Ao analisar o pedido da CPMI, Mendonça destacou que a investigação trata de possível fraude contra o sistema previdenciário, tema que, segundo ele, envolve interesse público direto e proteção de recursos destinados à população.
"A investigação de fraudes em detrimento do sistema previdenciário envolve interesse público primário, relacionado à proteção do patrimônio público, bem como à defesa de parcela vulnerável da população", afirmou o ministro na decisão.
A medida devolve à comissão parlamentar o acesso aos dados que foram produzidos a partir de sua própria iniciativa de quebra de sigilo, além de permitir o compartilhamento das informações com a Polícia Federal, que conduz apurações no âmbito criminal.
O caso estava sob relatoria de Dias Toffoli, que havia determinado que os dados permanecessem sob responsabilidade do presidente do Senado. Com a reconsideração feita por Mendonça, os documentos retornam ao escopo da CPMI, fortalecendo o trabalho investigativo do colegiado.
Na decisão, o ministro ressaltou que a devolução das informações e o compartilhamento com a PF são medidas compatíveis com a finalidade constitucional das comissões parlamentares de inquérito.
Segundo ele, a providência é "adequada, necessária e proporcional para assegurar a continuidade das investigações e a plena realização da finalidade constitucional das CPIs".
A Constituição garante às CPIs poderes de investigação semelhantes aos das autoridades judiciais, o que inclui a possibilidade de solicitar quebras de sigilo, desde que respeitados os limites legais.
Apesar de autorizar o uso dos dados, Mendonça determinou que o acesso às informações observe rigorosamente as garantias fundamentais. O ministro fez referência à necessidade de preservar a intimidade dos envolvidos e assegurar a cadeia de custódia das provas.
Ele estabeleceu que o uso dos dados "observe rigorosamente as garantias fundamentais, inclusive quanto à preservação da intimidade e à cadeia de custódia da prova".

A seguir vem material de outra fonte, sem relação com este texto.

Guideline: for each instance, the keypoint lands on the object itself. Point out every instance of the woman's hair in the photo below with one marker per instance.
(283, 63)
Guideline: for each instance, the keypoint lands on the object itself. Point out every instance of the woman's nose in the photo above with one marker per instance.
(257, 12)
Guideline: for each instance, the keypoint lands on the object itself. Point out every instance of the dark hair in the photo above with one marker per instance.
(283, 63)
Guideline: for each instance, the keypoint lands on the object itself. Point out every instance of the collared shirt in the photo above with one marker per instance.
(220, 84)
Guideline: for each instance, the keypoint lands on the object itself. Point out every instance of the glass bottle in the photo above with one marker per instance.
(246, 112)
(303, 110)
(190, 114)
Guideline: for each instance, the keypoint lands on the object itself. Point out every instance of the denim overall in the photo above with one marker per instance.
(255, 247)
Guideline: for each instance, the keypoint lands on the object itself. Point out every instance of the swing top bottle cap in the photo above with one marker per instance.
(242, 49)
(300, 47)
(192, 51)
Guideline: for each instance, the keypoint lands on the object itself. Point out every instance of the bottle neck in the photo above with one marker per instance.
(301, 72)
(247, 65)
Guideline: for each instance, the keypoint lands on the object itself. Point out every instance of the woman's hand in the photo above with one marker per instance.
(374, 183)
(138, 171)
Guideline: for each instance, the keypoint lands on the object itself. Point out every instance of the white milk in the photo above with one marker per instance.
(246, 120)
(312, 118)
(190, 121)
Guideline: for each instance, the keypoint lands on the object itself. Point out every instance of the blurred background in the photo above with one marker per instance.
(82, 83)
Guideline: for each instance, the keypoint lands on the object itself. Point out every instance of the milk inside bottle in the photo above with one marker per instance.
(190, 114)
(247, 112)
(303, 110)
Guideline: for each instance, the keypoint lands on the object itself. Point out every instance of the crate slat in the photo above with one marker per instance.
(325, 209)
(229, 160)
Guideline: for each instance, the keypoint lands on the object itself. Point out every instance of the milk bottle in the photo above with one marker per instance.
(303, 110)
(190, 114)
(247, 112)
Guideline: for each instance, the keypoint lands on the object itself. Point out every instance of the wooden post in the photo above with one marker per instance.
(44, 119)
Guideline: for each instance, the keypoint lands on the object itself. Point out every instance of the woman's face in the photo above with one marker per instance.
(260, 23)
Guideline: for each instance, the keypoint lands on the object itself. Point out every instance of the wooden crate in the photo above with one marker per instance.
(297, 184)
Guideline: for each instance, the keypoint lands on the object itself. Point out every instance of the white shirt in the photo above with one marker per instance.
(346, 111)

A menção à cadeia de custódia diz respeito ao controle formal sobre a coleta, o armazenamento e a utilização das provas, para evitar questionamentos futuros quanto à validade do material.
Com a decisão, a CPMI do INSS retoma o acesso aos dados obtidos por meio das quebras de sigilo e poderá utilizá-los em suas apurações, enquanto a Polícia Federal também poderá analisar as informações no âmbito das investigações.
A medida reforça o papel das comissões parlamentares na fiscalização de possíveis irregularidades envolvendo recursos públicos e sinaliza a continuidade das apurações relacionadas ao sistema previdenciário.